Criteria will determine regulation of pesticides and biocides

by Paula Dupraz-Dobias, special to C&EN
May 29, 2017 | APPEARED IN VOLUME 95, ISSUE 22

Credit: Shutterstock
The EU is wrestling with how to legally define endocrine-disrupting chemicals as part of its regulation of pesticides and biocides.

Nearly a year after the European Commission (EC) proposed criteria to define endocrine disruptors, experts say talks aimed at ultimately banning toxic chemical substances continue to be bogged down by a mix of politics and science.

For years, reports have shown that hormone-disrupting chemicals are in cosmetics, food packaging, cleaning products, and even baby creams, and calls to ban them have increased. And recently, the European Food Safety Authority reported that 97% of European food products contain pesticide residues within legal limits, some of which are substances suspected of being endocrine disruptors.

According to the World Health Organization, exposure to endocrine-disrupting chemicals is “suspected to be associated with” breast cancer, changes in immune function, abnormal growth, neurodevelopmental delays, and adverse effects on human reproductive functions.

In 1999, the EC, which is the administrative branch of the European Union, developed a strategy on endocrine disruptors, prompted by the growing evidence of health issues related to their use. The European Parliament then passed laws in 2009and 2012 on pesticides and biocides requiring that these types of products containing endocrine disruptors be regulated on the basis of the hazards they pose.

But EU movement toward achieving a comprehensive ban of endocrine-disrupting substances has been slow. In 2015, the European Court of Justice condemned the EC for failing to act on the European Parliament’s 2012 regulation to identify and ban endocrine disruptors by 2013.

Although the EU already regulates some chemicals that may be endocrine disruptors, it lacks comprehensive benchmarks for classifying substances as endocrine disruptors.

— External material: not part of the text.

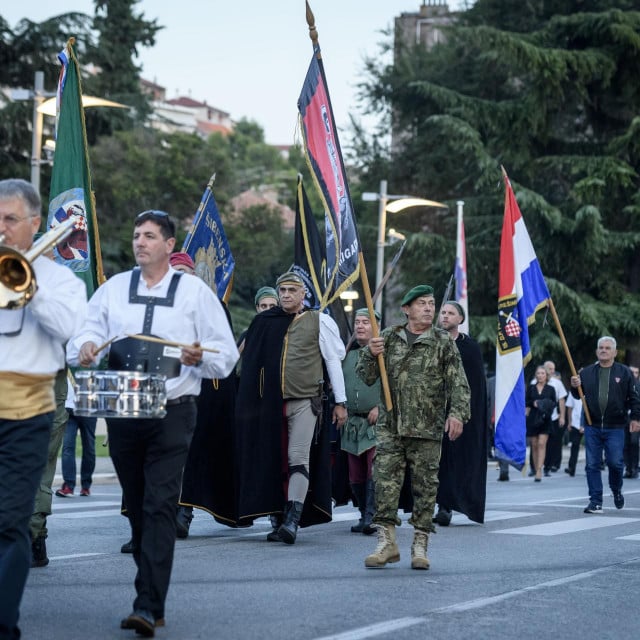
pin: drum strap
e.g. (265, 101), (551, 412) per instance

Last year’s complex proposal by the EC—albeit limited to biocides and pesticides—marked the first time a government anywhere presented scientific criteria to identify these chemicals.

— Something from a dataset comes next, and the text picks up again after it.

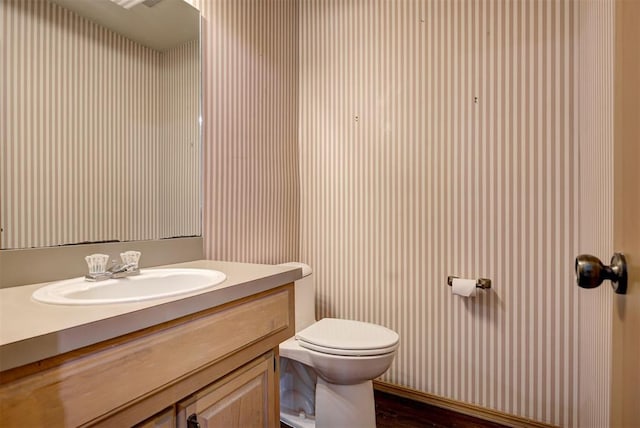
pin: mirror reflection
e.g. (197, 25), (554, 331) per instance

The EU’s work on setting standards to identify endocrine-disrupting chemicals is crucial, says Pelle Moos, a project officer on chemicals and international trade agreements at European consumer group BEUC. “While we would like those set higher, there are no other countries, certainly not the U.S., that have that level of regulatory development.”

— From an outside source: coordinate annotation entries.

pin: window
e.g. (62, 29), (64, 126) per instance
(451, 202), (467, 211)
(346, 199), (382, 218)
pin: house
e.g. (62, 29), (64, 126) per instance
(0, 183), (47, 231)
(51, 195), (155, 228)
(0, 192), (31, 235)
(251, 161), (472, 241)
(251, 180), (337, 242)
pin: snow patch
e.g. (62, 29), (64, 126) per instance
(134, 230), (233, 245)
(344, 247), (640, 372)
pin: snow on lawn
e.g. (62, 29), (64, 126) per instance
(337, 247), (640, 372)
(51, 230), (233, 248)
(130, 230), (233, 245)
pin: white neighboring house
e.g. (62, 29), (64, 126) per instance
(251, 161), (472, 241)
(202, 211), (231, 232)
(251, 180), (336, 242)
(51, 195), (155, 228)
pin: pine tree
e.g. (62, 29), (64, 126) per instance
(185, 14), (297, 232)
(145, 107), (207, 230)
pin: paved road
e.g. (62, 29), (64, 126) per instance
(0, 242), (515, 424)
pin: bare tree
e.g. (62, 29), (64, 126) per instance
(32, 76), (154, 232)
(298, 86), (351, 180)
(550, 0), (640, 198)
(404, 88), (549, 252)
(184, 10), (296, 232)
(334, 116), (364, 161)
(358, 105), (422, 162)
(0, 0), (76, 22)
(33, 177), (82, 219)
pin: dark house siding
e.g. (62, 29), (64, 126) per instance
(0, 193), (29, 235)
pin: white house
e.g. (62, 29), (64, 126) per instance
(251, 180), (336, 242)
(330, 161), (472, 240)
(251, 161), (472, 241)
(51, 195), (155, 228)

The EC’s criteria under discussion are widely expected to serve as a model in other sectors, including medical devices.

But so far, despite multiple meetings of expert committees since last June, the EC’s proposals have not received the necessary support among member states for it to take the next step toward implementation. EU member states would have to agree on the criteria before they are submitted as legislation for a vote in the European Parliament and to the European Council for adoption. The council includes heads of government who have the power to commit member states to EU policies.

Discussions in the EC’s biocides and pesticides committees have shown that proposals on how to identify endocrine-disrupting chemicals remain problematic.

“The commission has a difficult balancing act in coming forward with a proposal that addresses the concerns reaching from the industry all the way to member states and the [nongovernmental organizations, such as environmental activists] on the other end of the debate,” says Graeme Taylor, spokesperson for the European Crop Protection Association, a pesticide industry group. “Politically, this has been an incredibly sensitive issue.”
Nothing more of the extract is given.